Die Charaktere sind alle sehr tief und vielschichtig. Da gibt es keinen, der rein schwarz oder weiß wäre. Die nettesten haben ihre Schwächen, und zwar teils ziemlich beträchtliche, und die "bösesten" - jedenfalls die, aus deren Sicht geschrieben wird - tragen zumindest interessante Züge. Selbst Sulepis, der völlig wahnsinnige selbsternannte Gottkönig, verfolgt einen Plan, der in seinen Augen durchaus Sinn ergibt, und zwar nicht nur zur weiteren Selbstvergrößerung. Und wer weiß, was daraus noch wird im letzten Band?

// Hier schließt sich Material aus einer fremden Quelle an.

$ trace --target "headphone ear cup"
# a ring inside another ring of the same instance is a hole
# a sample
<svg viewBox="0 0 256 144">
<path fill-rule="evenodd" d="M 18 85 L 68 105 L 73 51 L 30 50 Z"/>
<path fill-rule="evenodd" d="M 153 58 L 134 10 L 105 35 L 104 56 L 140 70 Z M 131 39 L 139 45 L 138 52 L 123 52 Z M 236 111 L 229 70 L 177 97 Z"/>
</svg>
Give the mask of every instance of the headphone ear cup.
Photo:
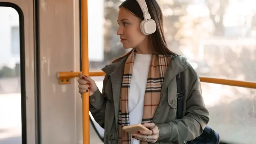
<svg viewBox="0 0 256 144">
<path fill-rule="evenodd" d="M 149 35 L 156 31 L 156 23 L 154 20 L 143 20 L 140 27 L 141 33 L 144 35 Z"/>
</svg>

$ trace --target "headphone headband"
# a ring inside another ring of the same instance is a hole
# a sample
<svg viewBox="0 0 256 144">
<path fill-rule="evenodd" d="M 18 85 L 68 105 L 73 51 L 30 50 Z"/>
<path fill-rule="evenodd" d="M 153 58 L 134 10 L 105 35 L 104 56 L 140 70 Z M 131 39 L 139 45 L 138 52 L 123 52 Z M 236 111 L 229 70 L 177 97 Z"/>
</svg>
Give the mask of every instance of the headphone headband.
<svg viewBox="0 0 256 144">
<path fill-rule="evenodd" d="M 141 9 L 142 12 L 143 13 L 143 17 L 144 20 L 148 20 L 151 18 L 150 14 L 148 12 L 148 6 L 145 0 L 136 0 L 139 5 Z"/>
</svg>

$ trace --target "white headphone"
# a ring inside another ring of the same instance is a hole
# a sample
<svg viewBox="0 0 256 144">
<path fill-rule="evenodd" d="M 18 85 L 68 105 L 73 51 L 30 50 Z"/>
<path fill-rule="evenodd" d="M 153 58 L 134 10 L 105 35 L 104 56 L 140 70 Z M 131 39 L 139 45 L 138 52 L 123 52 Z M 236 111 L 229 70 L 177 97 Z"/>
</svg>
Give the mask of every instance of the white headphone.
<svg viewBox="0 0 256 144">
<path fill-rule="evenodd" d="M 140 23 L 140 31 L 145 35 L 153 34 L 156 31 L 156 22 L 151 19 L 146 2 L 144 0 L 136 0 L 143 12 L 144 20 Z"/>
</svg>

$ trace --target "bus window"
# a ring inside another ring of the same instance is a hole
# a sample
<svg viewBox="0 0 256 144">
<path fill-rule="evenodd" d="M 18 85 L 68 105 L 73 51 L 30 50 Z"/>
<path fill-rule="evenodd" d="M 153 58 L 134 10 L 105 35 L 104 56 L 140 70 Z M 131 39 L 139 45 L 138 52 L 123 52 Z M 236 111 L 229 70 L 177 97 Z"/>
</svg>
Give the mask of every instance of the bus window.
<svg viewBox="0 0 256 144">
<path fill-rule="evenodd" d="M 19 16 L 0 6 L 0 143 L 22 143 Z"/>
</svg>

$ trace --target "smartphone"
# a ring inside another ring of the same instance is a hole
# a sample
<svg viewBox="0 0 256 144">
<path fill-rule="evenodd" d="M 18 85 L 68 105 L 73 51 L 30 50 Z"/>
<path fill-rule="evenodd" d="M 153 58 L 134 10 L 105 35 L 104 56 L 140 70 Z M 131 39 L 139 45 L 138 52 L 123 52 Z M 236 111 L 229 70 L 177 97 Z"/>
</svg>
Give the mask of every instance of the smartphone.
<svg viewBox="0 0 256 144">
<path fill-rule="evenodd" d="M 149 130 L 141 124 L 136 124 L 124 126 L 122 127 L 122 129 L 132 135 L 138 133 L 138 131 Z"/>
</svg>

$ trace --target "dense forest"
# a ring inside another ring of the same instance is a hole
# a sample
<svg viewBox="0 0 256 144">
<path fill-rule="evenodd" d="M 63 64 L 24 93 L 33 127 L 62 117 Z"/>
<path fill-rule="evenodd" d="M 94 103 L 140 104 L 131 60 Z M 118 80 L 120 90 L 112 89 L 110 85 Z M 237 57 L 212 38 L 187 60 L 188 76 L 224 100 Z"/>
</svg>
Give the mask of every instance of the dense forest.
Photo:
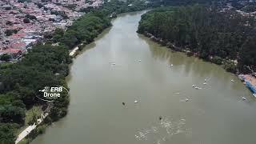
<svg viewBox="0 0 256 144">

Klar, eine Meinung über die Bösewichter, aus deren Sicht nicht direkt geschrieben wird (Hendon Tolly ist da so ein Kandidat) oder von denen man nur entfernt hört (Hesper of Jellon zum Beispiel, der König Olin verraten hat, dem begegnet man nicht, von dem hört man nur), kann man sich nur aus den Aussagen der Charaktere bilden, die über sie reden, und wenn der sprechende Charakter der Meinung ist, jemand sei ein Bösewicht, dann kommt das auch so rüber. Aber ich denke, das ist legitim.
Alles in allem denke ich, du solltest Shadowmarch vielleicht doch eine Chance geben, Knuddeloffensive, gerade wenn du Williams' Stil normalerweise magst.
YY:
--- Zitat von: Timberwere am 13.04.2010 | 15:10 ---Was haltet ihr von "Otherland" und "Osten Ard" und dem "War of the Flowers" - bzw. ganz generell von Tad Williams?
--- Ende Zitat ---
Die Osten Ard-Bücher haben mir damals sehr gut gefallen; die habe ich aber schon ewig nicht mehr gelesen.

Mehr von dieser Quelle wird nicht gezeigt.